Autumn Statement: Capital gains tax and Inheritance Tax
Accelerated payment of capital gains tax on certain property sales have caught the headlines, although in reality very little has changed in today’s Autumn Statement.
From 2019, those selling second homes (i.e. property which is not one’s principal private residence), whether here or abroad, will have to pay the tax within 30 days of the sale rather than in the January following the tax year of the sale. This is hardly a hardship since the seller has the proceeds of sale, and it was always an unexpected boon to have up to 21 months to pay the tax, during which time the amount of tax could be invested by the tax payer.
A lot more could have changed in the Autumn Statement but has not. There was speculation that the rate of capital gains tax (currently 18 percent or 28 percent depending on a person’s top rate of tax) might change but it remains the same.
The tax exempt status of one’s own home remains the same, so is practice the change only affects those with investment properties or second homes.
Surprisingly, the change only affects residential property. There seems no logical reason for not extending the 30 day payment rule to sales of commercial property owned by an individual, or stock exchange investments. As a firm we recently held £600,000 for an extended period on account of capital gains tax on a sale of shares in a private company. This produced just under £10,000 of interest for the tax payer before the tax had to be paid. There was no point in paying the tax early, and in this regard the opportunity to take a turn on the money post the Autumn Statement remains the same.
Significantly for inheritance tax planning, nothing has changed regarding gifts of a second property down a generation which the law treats as a disposal triggering capital gains tax. It remains the case that the family either has up to 21 months to pay capital gains tax on any gain since purchase, or the family can postpone the tax almost indefinitely by transferring the property into a family trust.
Second-home owners, who have arguably fuelled much of the continued rise in house prices, are clearly regarded as a soft target in this Autumn Statement.
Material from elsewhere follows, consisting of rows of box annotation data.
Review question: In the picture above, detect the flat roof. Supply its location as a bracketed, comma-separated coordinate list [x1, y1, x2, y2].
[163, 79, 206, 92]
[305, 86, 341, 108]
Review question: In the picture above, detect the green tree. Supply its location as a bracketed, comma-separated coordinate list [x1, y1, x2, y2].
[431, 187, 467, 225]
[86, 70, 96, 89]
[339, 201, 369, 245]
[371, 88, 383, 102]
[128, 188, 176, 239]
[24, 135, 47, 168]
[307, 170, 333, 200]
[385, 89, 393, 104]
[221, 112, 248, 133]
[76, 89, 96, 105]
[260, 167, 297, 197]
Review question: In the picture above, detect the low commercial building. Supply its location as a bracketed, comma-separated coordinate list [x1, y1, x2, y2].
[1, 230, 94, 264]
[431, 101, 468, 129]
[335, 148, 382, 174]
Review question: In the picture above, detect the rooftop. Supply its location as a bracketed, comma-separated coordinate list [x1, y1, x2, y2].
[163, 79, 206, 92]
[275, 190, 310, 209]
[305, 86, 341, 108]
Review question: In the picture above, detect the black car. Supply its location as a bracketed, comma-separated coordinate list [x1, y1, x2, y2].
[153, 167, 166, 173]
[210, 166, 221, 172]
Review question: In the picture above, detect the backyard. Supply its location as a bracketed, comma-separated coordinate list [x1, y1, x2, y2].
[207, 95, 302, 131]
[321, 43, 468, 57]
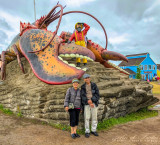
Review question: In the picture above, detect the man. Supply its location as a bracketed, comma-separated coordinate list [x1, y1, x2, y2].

An unexpected new 3% Stamp Duty Land Tax surcharge will apply on the purchase of second properties, frequently done as buy-to-lets. Those buying a £250,000 investment property before April will pay £2,500 SDLT. From April 2016 there will be an additional £3,750 i.e. £6,250 SDLT in total. Watch therefore for a surge in the investment property market and therefore additional SDLT take in the run up to the tax year end!
Inheritance Tax has not been touched any further since the Chancellor’s last Budget, including the long-standing favourable retrospective tax treatment of Deeds of Variation provided they meet the statutory requirements. There had been some discussion of a review prior to the last election, but it seems increasingly unlikely that anything will be changed in this Parliament.